Calla Black. The brilliant, cold, untouchable CEO of BlackSphere Technologies.

The Black Dahlia. The sensual sadist who made me feel seen for the first time in my life.

And now I can’t look at either version of her without wanting both of them.

I don’t know if she regrets showing me. I don’t know what she sees when she looks at me now.

But I know what I see.

The only woman who’s ever held all of me, mind, body, soul.

And whether she invites me back into her world or slams the door behind her, she already owns me. She didn’t look at me like I was filthy, as if she were disgusted by what we’d done. She looked at me like she knew me, really knew me.

And it fucking wrecked me.

There was this softness in her gaze, not pity, not guilt, just something steady and unflinching, like she’d seen the most vulnerable parts of me, the ones I’d never dared to show anyone, and decided they were worth loving anyway.

That look… it made my chest tighten. My heart beat against my ribs so hard I could barely breathe. I wasn’t used to being seen like that. Not with warmth. Not with adoration. Not after being taken the way she took me.

She didn’t retreat. She didn’t vanish behind the mask and leave me with nothing but a memory. She stayed. Sat beside me. Bestowed the most gentle aftercare on my depleted body. Let me lie there in her lap like I belonged.

And maybe I did.

Because truth be told, out there? In Winston Hills? I’m the one who always holds the power. I sign off on infrastructure that keeps whole neighborhoods from crumbling. Contractors, architects, planners, they all look to me for the final say. The fix. The plan.

I’m the resident engineer. The one with the clipboard. The answers. The pressure.

But behind closed doors?

I don’t want the power.

I want to be stripped of it.

Mind. Body. Soul.

I want to surrender to someone who knows what to do with that trust. Someone who can handle the weight of my submission and never use it to break me, only to bring me back to myself.

And that someone… is Calla.

With her, I never felt small. I felt whole.

Every command from her lips was a gift. Every strike of her flogger was a reminder that I was still capable of feeling, not just performing. When she strapped me and filled me, her hands braced on my back, voice thick with need as she fucked me deep and rough… I felt wanted in a way I’d never known.

Not tolerated, not used, wanted.

And when her breathing shifted, when her moans grew ragged, I knew she was close, knew she wasn’t holdingback, wasn’t just giving me a performance.
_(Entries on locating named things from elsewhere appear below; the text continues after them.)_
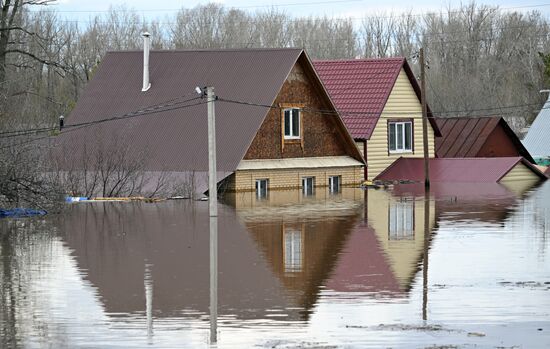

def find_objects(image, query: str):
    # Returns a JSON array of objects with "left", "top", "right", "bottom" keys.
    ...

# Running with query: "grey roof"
[
  {"left": 58, "top": 49, "right": 305, "bottom": 172},
  {"left": 522, "top": 97, "right": 550, "bottom": 158}
]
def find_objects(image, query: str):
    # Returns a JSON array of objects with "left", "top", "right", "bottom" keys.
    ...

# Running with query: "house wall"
[
  {"left": 367, "top": 190, "right": 435, "bottom": 290},
  {"left": 227, "top": 166, "right": 363, "bottom": 192},
  {"left": 477, "top": 125, "right": 521, "bottom": 158},
  {"left": 244, "top": 61, "right": 353, "bottom": 160},
  {"left": 227, "top": 187, "right": 365, "bottom": 209},
  {"left": 499, "top": 162, "right": 540, "bottom": 195},
  {"left": 367, "top": 69, "right": 435, "bottom": 179}
]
She was taking her own pleasure, from me, with me, and when she came, her hips grinding against mine, her fingers clawing into my skin, it was the most intimate thing I’ve ever witnessed.
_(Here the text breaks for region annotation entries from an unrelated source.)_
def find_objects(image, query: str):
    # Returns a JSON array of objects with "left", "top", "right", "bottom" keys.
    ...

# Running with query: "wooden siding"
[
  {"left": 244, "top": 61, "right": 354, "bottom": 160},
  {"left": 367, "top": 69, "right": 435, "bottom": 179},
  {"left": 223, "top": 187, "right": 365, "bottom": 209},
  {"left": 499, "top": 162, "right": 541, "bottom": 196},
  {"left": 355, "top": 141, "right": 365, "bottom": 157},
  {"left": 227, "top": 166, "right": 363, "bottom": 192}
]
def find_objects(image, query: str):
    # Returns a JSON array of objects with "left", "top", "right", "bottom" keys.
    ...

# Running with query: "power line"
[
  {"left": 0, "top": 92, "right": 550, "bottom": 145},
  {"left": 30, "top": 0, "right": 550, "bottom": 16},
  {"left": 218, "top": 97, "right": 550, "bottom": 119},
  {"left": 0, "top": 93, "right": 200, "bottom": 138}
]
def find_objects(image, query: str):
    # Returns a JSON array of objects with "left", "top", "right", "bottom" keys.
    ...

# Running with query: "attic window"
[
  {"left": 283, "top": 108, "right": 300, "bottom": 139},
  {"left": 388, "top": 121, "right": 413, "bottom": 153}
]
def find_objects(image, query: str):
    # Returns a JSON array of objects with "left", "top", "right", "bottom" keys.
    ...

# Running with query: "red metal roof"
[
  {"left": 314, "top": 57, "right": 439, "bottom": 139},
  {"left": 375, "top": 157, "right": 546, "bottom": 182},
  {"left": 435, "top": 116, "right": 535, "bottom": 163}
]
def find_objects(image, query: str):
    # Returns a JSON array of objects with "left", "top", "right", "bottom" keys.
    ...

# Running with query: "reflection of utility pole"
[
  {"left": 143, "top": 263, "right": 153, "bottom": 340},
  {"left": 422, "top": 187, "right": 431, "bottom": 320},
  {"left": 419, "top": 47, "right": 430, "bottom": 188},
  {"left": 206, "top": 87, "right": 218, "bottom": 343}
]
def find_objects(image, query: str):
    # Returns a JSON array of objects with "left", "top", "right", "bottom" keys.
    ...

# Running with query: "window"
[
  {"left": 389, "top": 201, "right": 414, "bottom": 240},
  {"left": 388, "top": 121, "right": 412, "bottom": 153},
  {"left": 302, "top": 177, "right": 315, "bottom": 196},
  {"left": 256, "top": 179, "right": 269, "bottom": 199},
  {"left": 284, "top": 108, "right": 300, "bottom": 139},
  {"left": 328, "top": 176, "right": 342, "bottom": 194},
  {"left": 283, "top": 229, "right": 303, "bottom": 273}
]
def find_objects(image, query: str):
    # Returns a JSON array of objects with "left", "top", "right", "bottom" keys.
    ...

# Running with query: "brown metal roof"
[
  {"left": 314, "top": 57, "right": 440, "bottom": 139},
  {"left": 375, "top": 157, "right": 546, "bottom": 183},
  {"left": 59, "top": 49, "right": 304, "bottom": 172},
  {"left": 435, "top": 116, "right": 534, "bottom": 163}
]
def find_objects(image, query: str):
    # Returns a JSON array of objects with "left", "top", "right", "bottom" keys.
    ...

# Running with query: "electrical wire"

Calla came with me. Not just physically. But emotionally. Spiritually. She let herself go. She let me in.

Which is why I can’t reconcile it with how she acted before.

At Maverick’s wedding, she barely tolerated me. Arms crossed, voice clipped, giving me that death stare like I was the most irritating man in the room.
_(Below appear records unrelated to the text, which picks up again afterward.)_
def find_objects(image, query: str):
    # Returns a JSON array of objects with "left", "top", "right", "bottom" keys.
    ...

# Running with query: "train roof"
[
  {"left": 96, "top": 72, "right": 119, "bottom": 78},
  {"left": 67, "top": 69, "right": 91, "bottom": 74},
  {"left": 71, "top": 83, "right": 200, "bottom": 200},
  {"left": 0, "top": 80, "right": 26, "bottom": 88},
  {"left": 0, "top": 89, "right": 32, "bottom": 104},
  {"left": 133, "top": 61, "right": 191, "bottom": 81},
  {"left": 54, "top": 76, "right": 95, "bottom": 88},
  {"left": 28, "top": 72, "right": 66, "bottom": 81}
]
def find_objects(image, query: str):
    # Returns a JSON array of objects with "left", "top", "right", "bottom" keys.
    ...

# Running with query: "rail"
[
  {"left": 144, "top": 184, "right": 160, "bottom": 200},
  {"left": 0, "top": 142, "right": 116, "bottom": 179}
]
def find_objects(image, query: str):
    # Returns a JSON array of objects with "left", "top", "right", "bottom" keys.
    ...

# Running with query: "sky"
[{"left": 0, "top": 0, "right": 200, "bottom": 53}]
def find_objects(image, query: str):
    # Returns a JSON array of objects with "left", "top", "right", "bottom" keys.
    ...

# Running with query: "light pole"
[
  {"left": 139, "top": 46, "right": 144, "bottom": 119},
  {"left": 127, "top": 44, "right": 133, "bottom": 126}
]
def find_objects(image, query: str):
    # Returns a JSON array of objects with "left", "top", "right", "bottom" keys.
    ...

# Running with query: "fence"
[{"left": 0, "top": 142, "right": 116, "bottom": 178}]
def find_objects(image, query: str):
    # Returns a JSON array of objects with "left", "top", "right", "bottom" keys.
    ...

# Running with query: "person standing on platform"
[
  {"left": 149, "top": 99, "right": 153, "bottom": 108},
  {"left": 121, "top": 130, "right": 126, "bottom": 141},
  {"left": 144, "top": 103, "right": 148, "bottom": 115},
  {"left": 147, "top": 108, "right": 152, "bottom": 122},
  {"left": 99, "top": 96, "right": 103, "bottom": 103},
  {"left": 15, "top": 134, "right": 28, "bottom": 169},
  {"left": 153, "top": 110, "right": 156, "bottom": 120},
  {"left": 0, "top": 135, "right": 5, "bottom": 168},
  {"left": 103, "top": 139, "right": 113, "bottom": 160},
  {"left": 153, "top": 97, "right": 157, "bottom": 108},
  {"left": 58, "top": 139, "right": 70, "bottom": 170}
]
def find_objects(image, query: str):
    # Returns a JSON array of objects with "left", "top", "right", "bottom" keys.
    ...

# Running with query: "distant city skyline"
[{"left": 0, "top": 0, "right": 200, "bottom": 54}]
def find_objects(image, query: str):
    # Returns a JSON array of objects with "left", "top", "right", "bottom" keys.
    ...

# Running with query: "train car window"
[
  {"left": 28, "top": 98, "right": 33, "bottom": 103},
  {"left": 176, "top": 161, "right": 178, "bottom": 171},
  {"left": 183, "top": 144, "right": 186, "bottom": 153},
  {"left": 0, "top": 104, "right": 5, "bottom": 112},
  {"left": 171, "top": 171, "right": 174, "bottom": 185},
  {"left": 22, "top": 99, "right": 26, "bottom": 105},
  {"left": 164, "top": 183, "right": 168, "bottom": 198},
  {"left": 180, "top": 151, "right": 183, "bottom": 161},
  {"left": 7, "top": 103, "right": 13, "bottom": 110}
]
Every time I showed up at CJ’s house for a cookout or a holiday, she’d make herself scarce. Sitting on the opposite side of the room, refusing even to meet my eyes unless she had to, and even then, it was quick and cold, like any attention I gave her was a problem she didn’t have time to fix.

And I tried. I tried to crack through that wall with a joke, a smile, hell, even small talk.